On his way round to the house, his mind still full of what he had learned about Poley Grant, or Arthur Rudd or Walter Brandt, he had an idea. It could conceivably be a good idea, it might be fruitful, and if it fell flat nothing was lost. He resolved to try it.

When Gerald Murrain opened the door he said, ‘Hullo, Murrain. How's Walter Brandt?'

He had not dared to hope for the results this achieved. Murrain dropped the hand he held out to greet him. His face seemed to lengthen. He was visibly startled. When he was not in the fortifying presence of his wife he was a poor creature, Carolus thought, and seemed to grope for guidance.

‘I haven't seen him lately,' he said.

‘What do you call lately?' Carolus asked, but Alice Murrain's voice from the sitting-room put an end to his questioning.

‘Come in, Mr Deene,' she called loudly. Clearly she had heard the exchange and was coming to Gerald's rescue. Carolus obeyed.

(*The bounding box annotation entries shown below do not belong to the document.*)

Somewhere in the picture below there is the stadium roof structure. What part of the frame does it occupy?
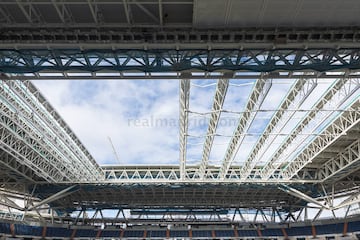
[0,0,360,227]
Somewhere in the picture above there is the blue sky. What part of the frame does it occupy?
[33,79,358,165]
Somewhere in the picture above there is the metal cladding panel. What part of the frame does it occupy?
[193,0,360,28]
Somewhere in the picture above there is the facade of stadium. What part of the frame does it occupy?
[0,0,360,239]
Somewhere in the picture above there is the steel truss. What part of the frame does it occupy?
[317,139,360,181]
[0,80,102,182]
[241,79,317,178]
[179,78,190,179]
[199,78,229,178]
[220,76,271,179]
[0,48,360,73]
[281,99,360,179]
[260,79,360,179]
[103,165,320,185]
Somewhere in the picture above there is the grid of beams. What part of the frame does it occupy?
[179,78,190,179]
[260,79,360,179]
[0,80,102,182]
[220,76,271,178]
[282,99,360,179]
[241,79,317,178]
[0,49,360,73]
[199,79,229,178]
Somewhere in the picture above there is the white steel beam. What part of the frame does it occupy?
[27,185,75,211]
[333,189,360,210]
[87,0,99,23]
[16,0,42,23]
[219,75,272,179]
[240,79,317,178]
[179,76,191,179]
[260,78,360,179]
[279,186,330,209]
[317,139,360,181]
[0,80,103,182]
[51,0,74,23]
[199,78,229,178]
[282,99,360,179]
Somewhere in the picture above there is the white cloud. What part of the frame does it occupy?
[34,80,178,164]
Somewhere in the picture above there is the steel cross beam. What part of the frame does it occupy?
[16,0,42,23]
[101,165,320,185]
[219,75,272,179]
[6,81,101,178]
[317,139,360,182]
[199,75,229,178]
[51,0,74,23]
[179,77,191,179]
[281,99,360,179]
[260,78,359,179]
[0,48,360,73]
[240,79,317,178]
[0,80,103,182]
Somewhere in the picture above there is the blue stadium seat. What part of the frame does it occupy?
[315,223,344,235]
[146,230,166,238]
[215,230,235,237]
[100,230,120,238]
[286,226,312,236]
[348,221,360,232]
[0,223,11,234]
[46,227,73,238]
[238,230,258,237]
[15,224,43,237]
[170,230,189,237]
[75,229,97,238]
[261,228,284,237]
[192,230,212,238]
[124,230,144,238]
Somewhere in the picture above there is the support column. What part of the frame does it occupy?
[10,223,15,237]
[71,228,76,239]
[143,230,147,239]
[281,228,289,239]
[311,225,316,238]
[211,229,216,238]
[343,222,348,236]
[41,226,47,239]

She was sitting, as before, in a high Victorian armchair and wore, if not the same old-fashioned clothes, at least ones extremely similar. A woman sitting in a chair like that, with a carved frame and half-padded arms, might be expected to be occupied with something, a book perhaps, some needlework, or a newspaper. There was no sign of these, and yet he felt uncomfortably that Alice
was
occupied in some way. Those dark eyes in her pasty face, like raisins in dough, were alert and watchful.

He greeted her and she asked him to sit down and offered him a whisky as though she knew his habits.

Carolus was aware of a curious smell in the room, which was airless and stuffy, though not very warm. It might have come from the old upholstered furniture, or over-heated and scented humanity of long ago. It was stale and pervasive, and Carolus found a word coming unsought to him—the smell of corruption. He threw the word out of his mind as ridiculous and wondered what on earth could have made him think of it, but it had made the smell itself more noticeable and unpleasant.

‘How are your investigations proceeding?' asked Alice.

‘As well as can be expected,' said Carolus, attempting to sound cheerful.

‘You can drop them. I am going to tell you what you want to know.'

Carolus realised that, although the door of the room in which they sat was closed behind him, Gerald had not followed him in. He was alone with Alice Murrain.